Condition Monitoring and Fault Detection for Electrical Machines Using Advanced Sensing Techniques Based on Fibre Bragg Gratings

Abstract

Emerging techniques are being researched to expand the suite of condition monitoring solutions available for electric machines to adapt to a world of net zero carbon emissions. This research investigates the use of fibre bragg gratings (FBG) for condition monitoring and fault detection in three 2.2kW induction motors (IMs) using stray flux in a non-invasive manner. Optical fibre is immune to electromagnetic interference (EMI) which is an advantage but limits its direct use for magnetic field sensing. A magnetostrictive transducer, terfenol-D was bonded to FBG to form a composite sensor - FBG-T. The FBG-T was inserted into an acrylic tube - which is unaffected by magnetic field - and then positioned both axially and transversely relative to the machine’s rotor shaft at the drive end (DE). The transverse position showed better repeatability and sensitivity over different operating frequencies.

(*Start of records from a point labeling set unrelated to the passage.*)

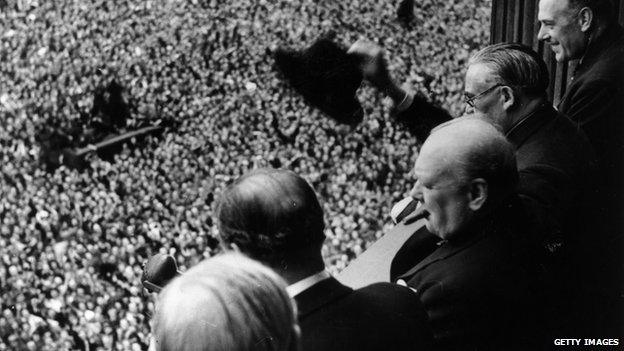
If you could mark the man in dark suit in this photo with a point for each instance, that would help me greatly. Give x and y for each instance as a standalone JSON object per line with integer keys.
{"x": 478, "y": 286}
{"x": 274, "y": 216}
{"x": 506, "y": 85}
{"x": 588, "y": 31}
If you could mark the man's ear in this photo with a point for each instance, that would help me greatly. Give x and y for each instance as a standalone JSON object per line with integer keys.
{"x": 585, "y": 19}
{"x": 478, "y": 193}
{"x": 508, "y": 96}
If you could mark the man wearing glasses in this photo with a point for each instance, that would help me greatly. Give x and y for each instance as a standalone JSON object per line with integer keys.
{"x": 479, "y": 285}
{"x": 505, "y": 84}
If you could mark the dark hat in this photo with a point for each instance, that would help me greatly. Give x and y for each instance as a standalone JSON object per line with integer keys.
{"x": 159, "y": 270}
{"x": 326, "y": 76}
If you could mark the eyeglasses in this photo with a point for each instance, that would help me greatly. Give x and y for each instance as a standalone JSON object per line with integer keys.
{"x": 470, "y": 100}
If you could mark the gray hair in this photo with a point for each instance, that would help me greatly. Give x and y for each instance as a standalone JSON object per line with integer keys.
{"x": 603, "y": 9}
{"x": 515, "y": 65}
{"x": 228, "y": 302}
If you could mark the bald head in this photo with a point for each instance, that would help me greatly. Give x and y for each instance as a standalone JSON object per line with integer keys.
{"x": 271, "y": 215}
{"x": 473, "y": 148}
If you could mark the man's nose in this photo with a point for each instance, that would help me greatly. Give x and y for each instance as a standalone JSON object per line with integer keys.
{"x": 541, "y": 34}
{"x": 416, "y": 192}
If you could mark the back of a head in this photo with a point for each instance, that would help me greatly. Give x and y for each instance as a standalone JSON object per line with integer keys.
{"x": 477, "y": 150}
{"x": 228, "y": 302}
{"x": 270, "y": 214}
{"x": 517, "y": 66}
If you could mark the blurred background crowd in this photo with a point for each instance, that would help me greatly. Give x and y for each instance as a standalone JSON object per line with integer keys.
{"x": 72, "y": 242}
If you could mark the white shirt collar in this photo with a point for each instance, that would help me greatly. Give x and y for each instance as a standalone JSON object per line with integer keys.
{"x": 306, "y": 283}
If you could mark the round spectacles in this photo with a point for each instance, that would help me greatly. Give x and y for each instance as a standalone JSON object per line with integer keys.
{"x": 471, "y": 99}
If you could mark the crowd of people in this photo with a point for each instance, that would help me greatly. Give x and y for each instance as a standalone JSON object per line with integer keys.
{"x": 73, "y": 242}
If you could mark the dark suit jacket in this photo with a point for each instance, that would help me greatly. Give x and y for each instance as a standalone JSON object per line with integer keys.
{"x": 479, "y": 289}
{"x": 381, "y": 316}
{"x": 554, "y": 160}
{"x": 594, "y": 100}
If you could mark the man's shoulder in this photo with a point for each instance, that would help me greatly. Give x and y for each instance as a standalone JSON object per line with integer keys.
{"x": 557, "y": 141}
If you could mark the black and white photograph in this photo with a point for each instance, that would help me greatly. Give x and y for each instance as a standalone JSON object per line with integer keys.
{"x": 309, "y": 175}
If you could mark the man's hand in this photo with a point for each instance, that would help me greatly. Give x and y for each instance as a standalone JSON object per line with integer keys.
{"x": 372, "y": 63}
{"x": 375, "y": 69}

Temperature and magnetic flux calibrations of the FBG-T sensor gave sensitivities of 20.77 picometre per degree Celsius (pm/°C) and 19.38 picometre per micro-tesla (pm/μT) respectively. Various investigations were carried out at different operating frequencies and under three motor conditions viz: healthy, broken rotor and inter-turn short circuit conditions. Experimental results confirm that the FBG-T sensor reliably distinguished each of the three machine conditions using different orders of magnitudes of braggshifts. The FBG-T sensor accurately detected faults with the short circuit condition reaching braggshifts of hundreds of pm. Healthy and broken rotor conditions reached braggshifts in the low–to-mid-hundred and high-hundred pm range respectively. Fast Fourier Transform (FFT) analysis performed on the measured stray flux showed that not only its amplitude but also the harmonic component of its spectrum, affected the magnetostrictive behaviour of the magnetic dipoles of the terfenol-D transducer. This effect was translated into strain on the FBG. The investigation proved that FBG technology can reliably and accurately monitor the condition of the motors as well as detect faults in a non-intrusive manner.